Although bream are opportunistic feeders, they can often be very difficult to catch in areas subject to high fishing pressure. Light fishing lines and sinkers are used to avoid spooking the fish and, as with all fishing, live bait produces the best results. Various crustaceans such as nippers, prawns and crabs are commonly used alongside various species of beach and tube worm. Frozen and cut bait such as prawns, mussels, cockles and fish pieces are also effective. Rigs are usually kept simple and light, with running ball or bean sinkers used on a light line from two up to four kilograms in breaking strength tied to a size 6 – 1 hook. In fast flowing waters, heavier sinkers may be needed to keep the bait in the target area long enough to be noticed by a fish. Burley is often introduced into the water, with chopped pilchards or chicken pellets soaked in fish oil popular amongst anglers. In recent years, the use of lures and flies on southern black bream has been successfully developed, with the species known to attack both hard bodied minnow and spinnerbait type lures, as well as soft plastic lures and saltwater flies.
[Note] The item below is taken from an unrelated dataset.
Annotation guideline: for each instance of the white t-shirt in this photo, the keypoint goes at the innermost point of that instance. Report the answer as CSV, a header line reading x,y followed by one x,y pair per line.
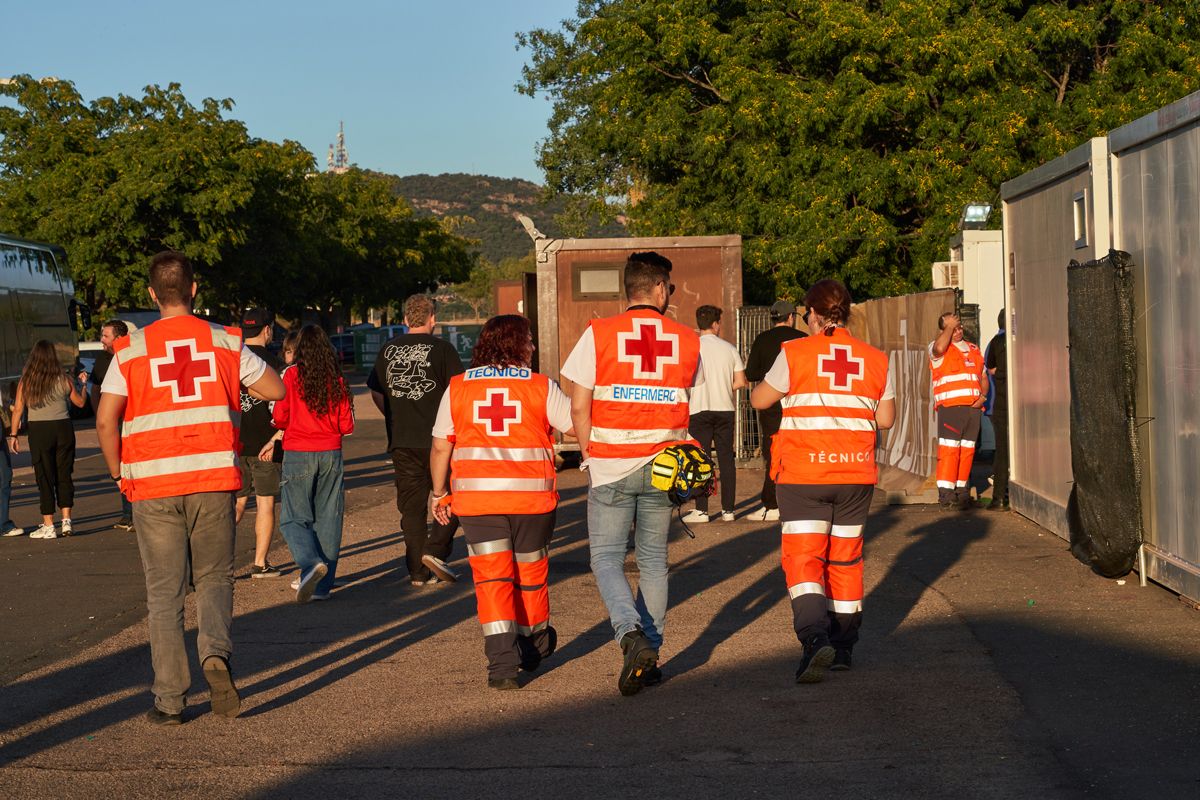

The southern black bream is protected by size and bag limits in all the states it inhabits, which anglers must be aware of or face fines. In Western Australia the size limit is 25 cm with only 2 fish over 40 cm allowed to be taken from the Swan or Canning Rivers, while the bag limit varies throughout the state with West Coast allowing 4 per angler, Gascoyne 8 per angler, and Southern and Northern 20 per angler. In South Australia the daily bag limit is 10 per person, with a minimum legal size of 30 cm, which is the same limit as Victoria.

===Aquaculture===
Southern black bream are relatively easy to grow in captivity, with fish usually spawning during their natural season without needing the addition of hormones. Despite this, bream are not bred on a commercial basis due to a comparatively slow growth rate and a low fillet recovery. Studies by Sarre in 1999, however, showed that the species can survive well in saline ponds with deep enough waters as long as food is supplemented to the ponds. This has led to the proposal of the breeding of the species to stock inland saline ponds for the use of recreational fishing, much like trout and barramundi are stocked elsewhere in Australia. Although the growth rate is currently too slow for food production purposes, genetic selection may allow the breeding of faster-growing fish for market purposes. Southern black bream are currently bred to stock depleted estuaries, and thus their requirements for farming are already well known.

==Similar species==
A number of other members of the Sparidae inhabit Australian waters and maybe confused with A. butcheri. The yellowfin bream, Acanthopagrus australis is the most similar species to A. butcheri, overlapping in northern Victoria, with hybridisation events suggesting a recent divergence time, allowing few genetic differences to accumulate between the species. As its name suggests, the yellow fins of the yellowfin bream are distinctive. Overlapping the distribution of A. butcheri in the west is Acanthopagrus morrisoni, the western yellowfin bream, which can be distinguished by the prominent yellow ventral, anal and lower caudal fins. The tarwhine, Rhabdosargus sarba, is also similar in shape, but possesses gold horizontal stripes which allow for identification.